TL;DR Answer Box
Company retirement plans are not “pick a 401(k) and move on.” Start with your purpose, then pick the chassis. For broad employee adoption and higher limits, a safe harbor 401(k) with profit sharing often wins. Public and nonprofit professionals may be able to stack a 403(b) plus a governmental 457(b). Owners who want bigger deductions may be candidates to layer a cash balance plan. Employees: use pretax and Roth when appropriate, turn on auto-enroll and auto-increase, and check whether your plan supports after-tax contributions with in-plan Roth conversion.
Last updated: January 21, 2026
Introduction
Benefits can feel like alphabet soup: 401(k), 403(b), 457(b), SIMPLE, SEP, cash balance. Most leaders skim the options, promise to dig in later, then quietly leave real money on the table. Not because they are careless. Because benefits are confusing, and the payoff is delayed.
This guide is designed to be decision-ready. You will learn where the big levers are, what traps to avoid, and how to align your retirement plan choices with your goals, whether you are running the business or building your career inside one.

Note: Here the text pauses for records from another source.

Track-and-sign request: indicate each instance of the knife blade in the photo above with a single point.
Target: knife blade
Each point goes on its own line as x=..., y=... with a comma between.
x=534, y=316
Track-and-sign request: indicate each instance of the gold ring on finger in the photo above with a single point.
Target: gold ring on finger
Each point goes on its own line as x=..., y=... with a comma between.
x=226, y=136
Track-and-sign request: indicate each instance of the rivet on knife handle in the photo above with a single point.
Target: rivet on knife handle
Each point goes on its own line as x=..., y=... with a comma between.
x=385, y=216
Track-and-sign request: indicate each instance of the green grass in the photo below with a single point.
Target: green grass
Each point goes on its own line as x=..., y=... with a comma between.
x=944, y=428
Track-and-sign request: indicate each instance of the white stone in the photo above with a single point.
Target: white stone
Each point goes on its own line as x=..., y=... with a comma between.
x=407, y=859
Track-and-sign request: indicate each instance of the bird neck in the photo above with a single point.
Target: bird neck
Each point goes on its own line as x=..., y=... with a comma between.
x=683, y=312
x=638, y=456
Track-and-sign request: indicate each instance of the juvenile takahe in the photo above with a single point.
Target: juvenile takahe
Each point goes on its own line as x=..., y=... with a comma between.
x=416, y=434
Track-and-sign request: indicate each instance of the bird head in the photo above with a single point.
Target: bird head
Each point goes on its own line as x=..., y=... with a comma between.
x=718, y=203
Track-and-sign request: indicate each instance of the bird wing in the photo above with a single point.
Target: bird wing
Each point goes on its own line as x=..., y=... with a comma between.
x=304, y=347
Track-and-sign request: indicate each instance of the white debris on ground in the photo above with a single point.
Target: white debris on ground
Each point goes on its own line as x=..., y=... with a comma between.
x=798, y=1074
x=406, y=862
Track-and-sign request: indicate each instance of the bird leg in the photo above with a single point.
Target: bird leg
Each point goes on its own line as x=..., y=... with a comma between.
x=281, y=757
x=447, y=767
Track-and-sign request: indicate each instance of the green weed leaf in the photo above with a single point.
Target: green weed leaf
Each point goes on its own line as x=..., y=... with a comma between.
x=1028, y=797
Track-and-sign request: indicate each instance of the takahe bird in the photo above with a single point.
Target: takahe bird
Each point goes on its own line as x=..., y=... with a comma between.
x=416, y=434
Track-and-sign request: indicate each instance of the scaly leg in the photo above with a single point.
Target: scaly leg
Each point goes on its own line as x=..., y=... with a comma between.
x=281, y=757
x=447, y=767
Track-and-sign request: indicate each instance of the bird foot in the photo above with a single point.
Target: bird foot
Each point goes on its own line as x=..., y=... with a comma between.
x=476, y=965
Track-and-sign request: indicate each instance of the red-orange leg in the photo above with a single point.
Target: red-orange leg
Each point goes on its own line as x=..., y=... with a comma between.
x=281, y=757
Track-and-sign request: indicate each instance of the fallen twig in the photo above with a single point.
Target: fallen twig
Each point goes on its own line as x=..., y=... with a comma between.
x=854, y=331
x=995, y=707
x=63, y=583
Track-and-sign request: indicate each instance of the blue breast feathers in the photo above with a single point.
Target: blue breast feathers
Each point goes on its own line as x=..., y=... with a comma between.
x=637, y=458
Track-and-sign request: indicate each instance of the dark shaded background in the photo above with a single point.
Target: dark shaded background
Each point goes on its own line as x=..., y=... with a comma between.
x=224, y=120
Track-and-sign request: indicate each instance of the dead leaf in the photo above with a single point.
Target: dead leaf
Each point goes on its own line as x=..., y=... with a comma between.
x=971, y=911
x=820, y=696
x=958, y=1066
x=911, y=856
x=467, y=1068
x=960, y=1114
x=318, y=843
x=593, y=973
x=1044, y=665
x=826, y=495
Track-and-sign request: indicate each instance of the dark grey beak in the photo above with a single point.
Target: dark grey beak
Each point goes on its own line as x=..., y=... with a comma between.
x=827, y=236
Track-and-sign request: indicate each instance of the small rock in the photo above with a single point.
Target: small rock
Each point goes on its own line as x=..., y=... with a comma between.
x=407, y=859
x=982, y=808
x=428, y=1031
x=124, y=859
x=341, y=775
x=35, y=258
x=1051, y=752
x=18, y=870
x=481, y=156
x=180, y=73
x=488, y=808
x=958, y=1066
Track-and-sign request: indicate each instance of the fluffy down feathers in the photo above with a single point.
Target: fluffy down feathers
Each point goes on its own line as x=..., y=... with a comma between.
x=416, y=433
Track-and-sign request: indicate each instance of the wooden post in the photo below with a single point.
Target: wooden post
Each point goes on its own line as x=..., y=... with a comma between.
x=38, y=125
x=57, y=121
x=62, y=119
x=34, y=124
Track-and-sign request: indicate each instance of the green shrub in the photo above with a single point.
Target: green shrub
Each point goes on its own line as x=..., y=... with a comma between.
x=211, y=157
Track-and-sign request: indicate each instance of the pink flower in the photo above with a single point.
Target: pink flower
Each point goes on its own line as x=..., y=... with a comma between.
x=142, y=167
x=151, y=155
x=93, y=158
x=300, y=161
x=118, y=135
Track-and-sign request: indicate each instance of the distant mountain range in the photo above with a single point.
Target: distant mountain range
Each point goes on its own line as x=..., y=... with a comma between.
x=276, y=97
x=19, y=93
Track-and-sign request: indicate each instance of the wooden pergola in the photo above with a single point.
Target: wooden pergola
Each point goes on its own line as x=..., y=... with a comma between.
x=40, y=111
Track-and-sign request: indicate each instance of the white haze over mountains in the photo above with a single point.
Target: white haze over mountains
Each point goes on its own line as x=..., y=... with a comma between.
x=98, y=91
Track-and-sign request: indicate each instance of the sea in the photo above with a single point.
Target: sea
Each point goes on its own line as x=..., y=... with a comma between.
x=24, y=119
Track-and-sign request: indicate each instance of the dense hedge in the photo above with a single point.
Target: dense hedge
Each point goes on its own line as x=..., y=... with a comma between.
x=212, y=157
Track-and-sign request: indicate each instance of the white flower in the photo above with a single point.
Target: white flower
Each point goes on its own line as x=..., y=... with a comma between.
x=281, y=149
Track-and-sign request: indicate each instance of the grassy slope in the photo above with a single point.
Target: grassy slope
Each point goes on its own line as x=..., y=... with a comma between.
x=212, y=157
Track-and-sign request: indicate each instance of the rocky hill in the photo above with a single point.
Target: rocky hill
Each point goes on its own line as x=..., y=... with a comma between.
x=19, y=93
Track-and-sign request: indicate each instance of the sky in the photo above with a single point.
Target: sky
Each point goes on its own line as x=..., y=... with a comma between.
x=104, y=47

Watch: Most Employees Miss Their Full Benefits
The Ultimate Guide to Company Retirement Plans
The 5-minute field guide
Think in lanes first, products second. Your purpose decides your plan. Maximum owner savings needs a different chassis than broad employee adoption with simple administration.
Corporate and private sector
- 401(k) (with or without safe harbor)
- Profit sharing paired with a 401(k)
- SIMPLE IRA
- SEP IRA
- Cash balance plan (defined benefit)
Public service and education
- 403(b) for schools, hospitals, and certain nonprofits
- 457(b) for governments and select nonprofits
401(k): The modern workhorse
If you can only learn one plan well, learn the 401(k). For many households and many businesses, it is the best blend of flexibility, scale, and long-term value.
Why employees like it
- Pretax contributions may reduce today’s taxable income, depending on eligibility and plan rules.
- Roth contributions grow tax-free if distribution rules are met. Many plans allow a split between pretax and Roth.
- Some plans allow after-tax contributions beyond the elective deferral, and if paired with in-plan Roth conversion, it can expand Roth space (often called a mega backdoor Roth).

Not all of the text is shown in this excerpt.